O ministro Barroso definiu como poucos o comportamento de uma pessoa rancorosa – uma conduta que, por sinal, se encontra paradoxalmente em muitos brasileiros que têm total aversão à Alta Corte do país (não vamos generalizar, evidentemente). Uma atitude que igualmente está presente naqueles que fazem carreatas protestando contra o isolamento social. Ou nas mulheres seminuas que defecam em público para protestar. Ou no coração dos que criam espetáculos artísticos apenas para chocar os mais conservadores. E também em celerados que ficam perseguindo jornalistas em locais públicos.
Como se pode ver, rancor não é uma exclusividade da direita ou da esquerda.
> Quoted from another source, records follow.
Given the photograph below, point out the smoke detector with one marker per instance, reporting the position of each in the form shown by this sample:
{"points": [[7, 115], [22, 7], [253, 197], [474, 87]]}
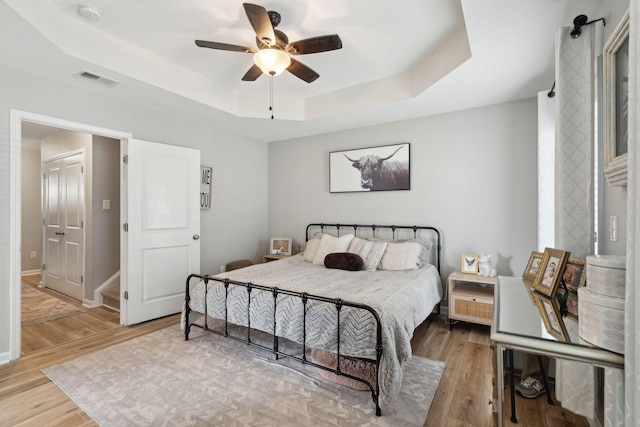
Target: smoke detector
{"points": [[90, 13]]}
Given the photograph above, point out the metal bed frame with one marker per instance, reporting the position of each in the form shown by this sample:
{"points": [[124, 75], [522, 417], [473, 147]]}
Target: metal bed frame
{"points": [[304, 298]]}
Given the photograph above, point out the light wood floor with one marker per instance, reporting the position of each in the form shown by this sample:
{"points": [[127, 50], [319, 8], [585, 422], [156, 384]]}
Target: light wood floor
{"points": [[28, 398]]}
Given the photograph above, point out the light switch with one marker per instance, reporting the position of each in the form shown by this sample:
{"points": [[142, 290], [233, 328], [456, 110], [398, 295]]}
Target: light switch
{"points": [[613, 228]]}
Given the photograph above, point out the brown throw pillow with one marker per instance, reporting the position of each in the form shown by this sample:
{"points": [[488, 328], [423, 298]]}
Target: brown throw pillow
{"points": [[344, 261]]}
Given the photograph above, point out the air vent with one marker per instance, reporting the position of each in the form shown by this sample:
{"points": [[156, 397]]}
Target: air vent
{"points": [[97, 78]]}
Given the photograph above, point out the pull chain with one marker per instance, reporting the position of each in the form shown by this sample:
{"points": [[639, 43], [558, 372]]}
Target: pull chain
{"points": [[271, 96]]}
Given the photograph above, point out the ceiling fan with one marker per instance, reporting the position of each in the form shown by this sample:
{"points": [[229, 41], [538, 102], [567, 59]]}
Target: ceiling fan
{"points": [[274, 52]]}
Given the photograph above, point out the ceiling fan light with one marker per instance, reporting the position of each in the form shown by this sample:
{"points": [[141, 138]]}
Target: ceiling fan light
{"points": [[272, 61]]}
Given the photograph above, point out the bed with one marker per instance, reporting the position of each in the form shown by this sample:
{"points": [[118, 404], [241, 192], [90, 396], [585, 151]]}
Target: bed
{"points": [[366, 315]]}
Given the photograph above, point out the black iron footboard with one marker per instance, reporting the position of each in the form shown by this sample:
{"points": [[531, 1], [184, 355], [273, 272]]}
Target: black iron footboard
{"points": [[304, 298]]}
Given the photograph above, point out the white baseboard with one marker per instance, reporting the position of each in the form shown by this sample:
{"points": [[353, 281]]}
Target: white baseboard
{"points": [[5, 358], [30, 272], [111, 282]]}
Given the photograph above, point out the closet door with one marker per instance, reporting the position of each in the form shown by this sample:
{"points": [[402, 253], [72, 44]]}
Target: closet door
{"points": [[64, 225]]}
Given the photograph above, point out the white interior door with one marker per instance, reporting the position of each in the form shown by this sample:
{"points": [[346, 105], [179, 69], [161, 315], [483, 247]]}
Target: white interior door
{"points": [[64, 225], [163, 219]]}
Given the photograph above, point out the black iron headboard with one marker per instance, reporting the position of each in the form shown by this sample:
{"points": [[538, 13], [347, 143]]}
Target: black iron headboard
{"points": [[373, 228]]}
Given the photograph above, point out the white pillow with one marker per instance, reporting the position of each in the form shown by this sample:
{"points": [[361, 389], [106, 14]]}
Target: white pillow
{"points": [[360, 246], [426, 245], [401, 256], [310, 250], [330, 244], [375, 255]]}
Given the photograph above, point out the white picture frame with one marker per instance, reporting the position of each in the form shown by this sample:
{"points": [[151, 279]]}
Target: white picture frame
{"points": [[206, 179], [280, 246], [469, 264]]}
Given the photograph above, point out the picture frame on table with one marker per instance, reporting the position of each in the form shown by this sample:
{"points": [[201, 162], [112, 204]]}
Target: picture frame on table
{"points": [[469, 264], [575, 274], [615, 98], [549, 309], [549, 274], [533, 265], [280, 246]]}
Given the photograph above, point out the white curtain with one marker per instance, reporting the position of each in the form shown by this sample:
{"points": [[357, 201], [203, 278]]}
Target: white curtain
{"points": [[632, 297], [574, 181], [575, 103]]}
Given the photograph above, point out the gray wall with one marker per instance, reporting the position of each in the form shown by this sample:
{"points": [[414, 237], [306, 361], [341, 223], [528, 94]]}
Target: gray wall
{"points": [[473, 175], [31, 210], [240, 179]]}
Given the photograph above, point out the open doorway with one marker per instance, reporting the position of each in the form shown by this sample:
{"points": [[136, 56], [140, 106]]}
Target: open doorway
{"points": [[160, 232], [101, 143]]}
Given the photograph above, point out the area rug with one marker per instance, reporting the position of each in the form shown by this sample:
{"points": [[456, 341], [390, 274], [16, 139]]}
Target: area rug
{"points": [[161, 380], [40, 307]]}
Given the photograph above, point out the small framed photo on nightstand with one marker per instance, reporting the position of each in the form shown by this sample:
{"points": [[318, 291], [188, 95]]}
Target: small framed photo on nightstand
{"points": [[469, 264], [280, 246]]}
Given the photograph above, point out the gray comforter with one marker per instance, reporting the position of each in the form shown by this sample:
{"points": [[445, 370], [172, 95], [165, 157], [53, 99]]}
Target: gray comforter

Não tem a ver com alguém ser progressista ou conservador. O ressentimento é responsável pela falta da leveza na alma. Decreta a ditadura da intolerância. E provoca a incapacidade de exercer o perdão. A conclusão, assim, é inevitável: conviver com pessoas assim faz mal.
Voltando à peça de Octavio Frias Filho. Num determinado momento do espetáculo, um dos personagens diz o seguinte: “Ninguém mais presta atenção, o mundo está quieto na sua pequena atividade inútil, mas isso agora, justo agora, só torna ainda mais turbulento e impaciente um coração como o meu”. Nunca pensei que fosse me identificar tanto com um texto do criador do atual projeto da Folha de S. Paulo. Pensando bem, agora fiquei assustado. Será que isso faz de mim… uma pessoa rancorosa?